Always monitor your token consumption to avoid exceeding limits and optimize costs:

import tiktoken

def estimate_tokens(text, model="gpt-4"):
    """Estimate token count for a given text"""
    encoding = tiktoken.encoding_for_model(model)
    return len(encoding.encode(text))

def scrape_with_token_monitoring(html_content, max_input_tokens=100000):
    """Scrape with token limit checking"""
    token_count = estimate_tokens(html_content)

    print(f"Input token count: {token_count}")

    if token_count > max_input_tokens:
        print(f"Warning: Content exceeds {max_input_tokens} tokens")
        # Apply chunking or cleaning strategy
        html_content = clean_html_for_llm(html_content)
        token_count = estimate_tokens(html_content)
        print(f"Cleaned token count: {token_count}")

    if token_count > max_input_tokens:
        # Still too large, use chunking
        chunks = chunk_content_by_tokens(html_content, max_tokens=max_input_tokens)
        return process_chunks(chunks)

    return process_single_request(html_content)

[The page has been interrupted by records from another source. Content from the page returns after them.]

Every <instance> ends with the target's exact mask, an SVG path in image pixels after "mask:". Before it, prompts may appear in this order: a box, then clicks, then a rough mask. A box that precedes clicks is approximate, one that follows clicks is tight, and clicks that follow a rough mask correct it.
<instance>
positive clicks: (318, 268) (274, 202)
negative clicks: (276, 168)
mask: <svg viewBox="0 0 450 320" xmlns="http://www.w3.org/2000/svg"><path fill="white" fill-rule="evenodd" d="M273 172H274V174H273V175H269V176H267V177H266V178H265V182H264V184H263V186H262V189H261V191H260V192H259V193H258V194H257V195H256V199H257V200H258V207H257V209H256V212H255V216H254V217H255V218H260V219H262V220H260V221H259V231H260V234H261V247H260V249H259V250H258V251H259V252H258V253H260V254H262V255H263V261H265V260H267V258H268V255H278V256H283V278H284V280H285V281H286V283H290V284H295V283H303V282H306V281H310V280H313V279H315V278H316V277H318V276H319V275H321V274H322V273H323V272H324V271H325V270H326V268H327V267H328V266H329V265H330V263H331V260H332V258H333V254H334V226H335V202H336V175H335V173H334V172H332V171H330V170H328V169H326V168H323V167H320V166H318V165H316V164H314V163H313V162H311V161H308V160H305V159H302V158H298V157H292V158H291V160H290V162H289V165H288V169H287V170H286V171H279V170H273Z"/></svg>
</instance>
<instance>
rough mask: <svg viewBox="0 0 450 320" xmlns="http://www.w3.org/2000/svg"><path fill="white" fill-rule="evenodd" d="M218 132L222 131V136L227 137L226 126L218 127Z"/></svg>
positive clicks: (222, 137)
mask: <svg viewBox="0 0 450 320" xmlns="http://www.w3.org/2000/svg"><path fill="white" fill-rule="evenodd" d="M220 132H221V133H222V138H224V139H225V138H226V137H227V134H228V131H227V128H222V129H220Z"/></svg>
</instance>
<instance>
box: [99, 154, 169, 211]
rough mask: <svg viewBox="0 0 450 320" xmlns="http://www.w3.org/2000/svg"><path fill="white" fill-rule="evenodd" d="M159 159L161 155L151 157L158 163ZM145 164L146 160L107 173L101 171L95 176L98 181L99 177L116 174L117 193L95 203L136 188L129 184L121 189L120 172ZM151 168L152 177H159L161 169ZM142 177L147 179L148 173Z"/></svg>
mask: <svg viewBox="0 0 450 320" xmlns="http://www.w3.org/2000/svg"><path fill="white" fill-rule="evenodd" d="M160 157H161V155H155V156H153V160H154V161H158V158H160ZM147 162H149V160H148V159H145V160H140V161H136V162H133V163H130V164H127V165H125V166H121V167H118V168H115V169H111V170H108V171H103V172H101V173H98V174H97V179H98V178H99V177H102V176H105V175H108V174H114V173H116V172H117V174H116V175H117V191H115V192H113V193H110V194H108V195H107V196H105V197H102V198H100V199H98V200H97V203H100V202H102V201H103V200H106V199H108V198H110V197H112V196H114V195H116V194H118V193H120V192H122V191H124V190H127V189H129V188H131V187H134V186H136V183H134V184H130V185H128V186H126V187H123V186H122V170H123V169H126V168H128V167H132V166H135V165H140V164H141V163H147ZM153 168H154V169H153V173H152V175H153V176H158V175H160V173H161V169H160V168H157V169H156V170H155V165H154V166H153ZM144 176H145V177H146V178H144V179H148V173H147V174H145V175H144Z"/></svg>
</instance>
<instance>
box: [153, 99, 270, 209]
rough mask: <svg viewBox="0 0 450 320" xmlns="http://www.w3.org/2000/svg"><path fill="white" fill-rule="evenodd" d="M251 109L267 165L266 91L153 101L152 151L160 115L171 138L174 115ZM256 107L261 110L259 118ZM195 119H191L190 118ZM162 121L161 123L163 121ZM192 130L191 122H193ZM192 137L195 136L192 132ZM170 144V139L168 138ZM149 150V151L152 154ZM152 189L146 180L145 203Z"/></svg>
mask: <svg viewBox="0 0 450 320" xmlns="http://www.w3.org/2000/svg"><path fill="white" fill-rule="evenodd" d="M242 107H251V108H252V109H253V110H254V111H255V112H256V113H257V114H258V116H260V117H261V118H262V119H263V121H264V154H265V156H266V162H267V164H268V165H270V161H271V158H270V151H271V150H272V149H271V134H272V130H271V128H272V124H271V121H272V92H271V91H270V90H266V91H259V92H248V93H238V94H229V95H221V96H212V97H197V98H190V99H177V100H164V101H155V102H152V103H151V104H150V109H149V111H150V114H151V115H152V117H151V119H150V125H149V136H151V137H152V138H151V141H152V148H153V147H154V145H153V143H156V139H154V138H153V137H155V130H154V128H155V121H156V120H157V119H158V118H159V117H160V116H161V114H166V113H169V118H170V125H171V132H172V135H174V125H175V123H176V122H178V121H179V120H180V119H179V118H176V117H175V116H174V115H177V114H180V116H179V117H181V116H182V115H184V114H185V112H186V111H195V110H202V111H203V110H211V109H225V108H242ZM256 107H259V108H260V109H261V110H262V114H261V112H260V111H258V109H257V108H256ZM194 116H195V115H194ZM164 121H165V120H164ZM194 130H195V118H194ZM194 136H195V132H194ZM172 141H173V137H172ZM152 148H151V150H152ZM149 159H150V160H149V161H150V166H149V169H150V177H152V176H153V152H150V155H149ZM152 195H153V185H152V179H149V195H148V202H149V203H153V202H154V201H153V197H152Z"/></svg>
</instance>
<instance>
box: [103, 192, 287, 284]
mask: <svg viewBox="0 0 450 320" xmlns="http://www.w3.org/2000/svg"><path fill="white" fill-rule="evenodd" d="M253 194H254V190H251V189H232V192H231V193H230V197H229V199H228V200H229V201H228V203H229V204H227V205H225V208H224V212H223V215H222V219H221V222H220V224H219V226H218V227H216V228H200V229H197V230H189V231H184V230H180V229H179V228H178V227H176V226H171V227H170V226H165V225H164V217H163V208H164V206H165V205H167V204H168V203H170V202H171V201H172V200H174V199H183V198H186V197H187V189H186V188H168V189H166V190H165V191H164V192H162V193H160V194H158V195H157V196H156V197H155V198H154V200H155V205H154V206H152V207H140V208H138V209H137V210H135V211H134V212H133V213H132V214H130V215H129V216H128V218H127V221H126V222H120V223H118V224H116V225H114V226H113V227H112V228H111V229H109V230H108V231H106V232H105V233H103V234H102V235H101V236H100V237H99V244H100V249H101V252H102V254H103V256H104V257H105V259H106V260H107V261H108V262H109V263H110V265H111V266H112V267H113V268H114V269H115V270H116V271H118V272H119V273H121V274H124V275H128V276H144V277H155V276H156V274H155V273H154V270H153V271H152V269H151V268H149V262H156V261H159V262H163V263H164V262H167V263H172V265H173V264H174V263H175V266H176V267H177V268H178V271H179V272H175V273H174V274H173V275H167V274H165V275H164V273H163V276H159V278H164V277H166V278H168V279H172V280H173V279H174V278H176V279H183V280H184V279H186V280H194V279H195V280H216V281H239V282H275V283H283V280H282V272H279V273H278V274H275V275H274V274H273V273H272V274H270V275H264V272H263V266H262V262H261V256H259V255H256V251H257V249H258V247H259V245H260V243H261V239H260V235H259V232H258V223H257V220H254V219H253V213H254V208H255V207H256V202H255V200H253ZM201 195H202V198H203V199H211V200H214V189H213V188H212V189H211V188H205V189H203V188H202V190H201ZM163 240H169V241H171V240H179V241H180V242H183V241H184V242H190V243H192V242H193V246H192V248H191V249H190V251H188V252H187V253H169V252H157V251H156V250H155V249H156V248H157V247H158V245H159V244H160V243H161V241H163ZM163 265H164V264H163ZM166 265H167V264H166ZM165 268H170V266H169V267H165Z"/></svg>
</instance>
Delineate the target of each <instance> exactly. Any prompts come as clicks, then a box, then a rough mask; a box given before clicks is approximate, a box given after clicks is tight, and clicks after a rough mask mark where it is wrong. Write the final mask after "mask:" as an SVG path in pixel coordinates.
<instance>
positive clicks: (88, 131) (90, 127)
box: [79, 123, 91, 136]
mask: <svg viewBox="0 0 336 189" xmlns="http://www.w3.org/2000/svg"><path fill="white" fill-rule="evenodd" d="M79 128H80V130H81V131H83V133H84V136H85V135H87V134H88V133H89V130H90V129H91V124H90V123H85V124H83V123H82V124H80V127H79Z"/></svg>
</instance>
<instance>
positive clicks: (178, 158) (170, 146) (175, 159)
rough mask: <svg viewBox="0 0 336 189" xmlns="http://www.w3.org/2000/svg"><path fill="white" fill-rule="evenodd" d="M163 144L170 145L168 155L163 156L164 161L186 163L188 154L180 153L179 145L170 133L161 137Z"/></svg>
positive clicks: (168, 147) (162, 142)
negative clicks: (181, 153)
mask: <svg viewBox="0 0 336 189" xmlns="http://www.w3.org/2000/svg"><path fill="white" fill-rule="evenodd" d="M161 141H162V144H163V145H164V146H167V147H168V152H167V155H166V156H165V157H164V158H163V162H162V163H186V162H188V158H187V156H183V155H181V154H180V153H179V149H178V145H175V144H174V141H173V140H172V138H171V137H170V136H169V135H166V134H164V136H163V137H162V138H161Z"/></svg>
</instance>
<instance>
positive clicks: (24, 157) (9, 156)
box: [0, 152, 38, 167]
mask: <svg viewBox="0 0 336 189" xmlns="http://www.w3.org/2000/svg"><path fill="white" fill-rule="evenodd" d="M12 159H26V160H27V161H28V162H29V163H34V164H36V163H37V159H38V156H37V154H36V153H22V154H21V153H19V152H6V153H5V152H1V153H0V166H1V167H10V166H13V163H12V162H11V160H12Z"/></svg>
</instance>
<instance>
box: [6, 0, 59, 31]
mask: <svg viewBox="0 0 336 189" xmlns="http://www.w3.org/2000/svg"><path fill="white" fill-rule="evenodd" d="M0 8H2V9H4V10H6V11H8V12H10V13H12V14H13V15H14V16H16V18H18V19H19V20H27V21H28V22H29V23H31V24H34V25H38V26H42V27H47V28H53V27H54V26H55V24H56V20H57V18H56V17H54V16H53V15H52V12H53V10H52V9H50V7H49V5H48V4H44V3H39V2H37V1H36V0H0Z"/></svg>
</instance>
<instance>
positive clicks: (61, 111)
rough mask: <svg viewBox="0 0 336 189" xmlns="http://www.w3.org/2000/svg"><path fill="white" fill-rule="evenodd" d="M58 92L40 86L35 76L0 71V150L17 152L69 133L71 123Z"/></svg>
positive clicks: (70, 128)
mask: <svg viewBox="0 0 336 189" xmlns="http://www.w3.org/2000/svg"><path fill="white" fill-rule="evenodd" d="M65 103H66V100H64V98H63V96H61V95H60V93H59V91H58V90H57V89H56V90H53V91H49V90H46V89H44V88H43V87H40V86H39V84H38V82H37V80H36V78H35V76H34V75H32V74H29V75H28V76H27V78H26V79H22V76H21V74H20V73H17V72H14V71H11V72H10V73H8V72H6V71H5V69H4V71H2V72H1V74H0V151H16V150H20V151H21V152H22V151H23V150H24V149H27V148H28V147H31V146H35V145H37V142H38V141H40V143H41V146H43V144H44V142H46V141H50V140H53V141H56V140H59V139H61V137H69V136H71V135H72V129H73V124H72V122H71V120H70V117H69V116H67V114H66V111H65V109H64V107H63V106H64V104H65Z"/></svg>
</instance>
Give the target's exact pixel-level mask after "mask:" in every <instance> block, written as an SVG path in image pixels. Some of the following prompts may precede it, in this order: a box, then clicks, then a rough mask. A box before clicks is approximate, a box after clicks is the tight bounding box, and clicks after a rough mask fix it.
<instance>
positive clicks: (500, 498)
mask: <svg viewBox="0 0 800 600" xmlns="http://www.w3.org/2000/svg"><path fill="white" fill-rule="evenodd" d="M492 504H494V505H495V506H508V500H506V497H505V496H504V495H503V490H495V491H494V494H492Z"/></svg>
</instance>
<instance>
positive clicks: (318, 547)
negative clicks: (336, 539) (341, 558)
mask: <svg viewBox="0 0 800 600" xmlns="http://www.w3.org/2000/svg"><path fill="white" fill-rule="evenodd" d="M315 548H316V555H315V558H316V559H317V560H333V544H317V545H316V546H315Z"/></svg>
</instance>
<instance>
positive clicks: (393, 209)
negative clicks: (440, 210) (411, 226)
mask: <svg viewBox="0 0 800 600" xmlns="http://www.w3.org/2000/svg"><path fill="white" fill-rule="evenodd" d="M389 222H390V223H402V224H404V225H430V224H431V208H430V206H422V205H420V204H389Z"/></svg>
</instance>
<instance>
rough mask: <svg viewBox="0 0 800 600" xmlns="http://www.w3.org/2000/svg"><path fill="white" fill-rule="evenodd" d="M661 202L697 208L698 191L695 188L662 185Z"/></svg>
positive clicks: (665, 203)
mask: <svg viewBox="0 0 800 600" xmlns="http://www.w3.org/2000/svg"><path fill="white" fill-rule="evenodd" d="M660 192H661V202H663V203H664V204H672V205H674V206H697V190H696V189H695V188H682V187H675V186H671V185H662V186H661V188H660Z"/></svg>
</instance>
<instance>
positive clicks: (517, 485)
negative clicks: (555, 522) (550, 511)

Best Practices for Token-Efficient Web Scraping

  1. Pre-process HTML: Always clean HTML before sending to LLMs by removing scripts, styles, and irrelevant content
  2. Use appropriate models: Choose models with sufficient context windows for your use case
  3. Implement fallback strategies: Have chunking or cleanup strategies ready for unexpectedly large pages
  4. Cache cleaned content: Store preprocessed versions of frequently accessed pages
  5. Combine approaches: Use traditional parsing for structure extraction and LLMs for complex interpretation tasks
  6. Monitor costs: Token usage directly impacts API costs, so optimization saves money
  7. Test token counts: Always estimate tokens before sending to production

When to Use Specialized Web Scraping APIs

For large-scale web scraping projects where token limits become a bottleneck, consider using specialized web scraping APIs that handle JavaScript rendering and HTML extraction efficiently. These APIs can process large pages and return only the data you need, which you can then optionally enhance with LLM-based data extraction for complex fields.

By understanding and working within LLM token limits, you can build robust web scraping solutions that leverage AI capabilities while maintaining efficiency and cost-effectiveness. The key is choosing the right combination of traditional parsing techniques and LLM-powered extraction based on your specific requirements.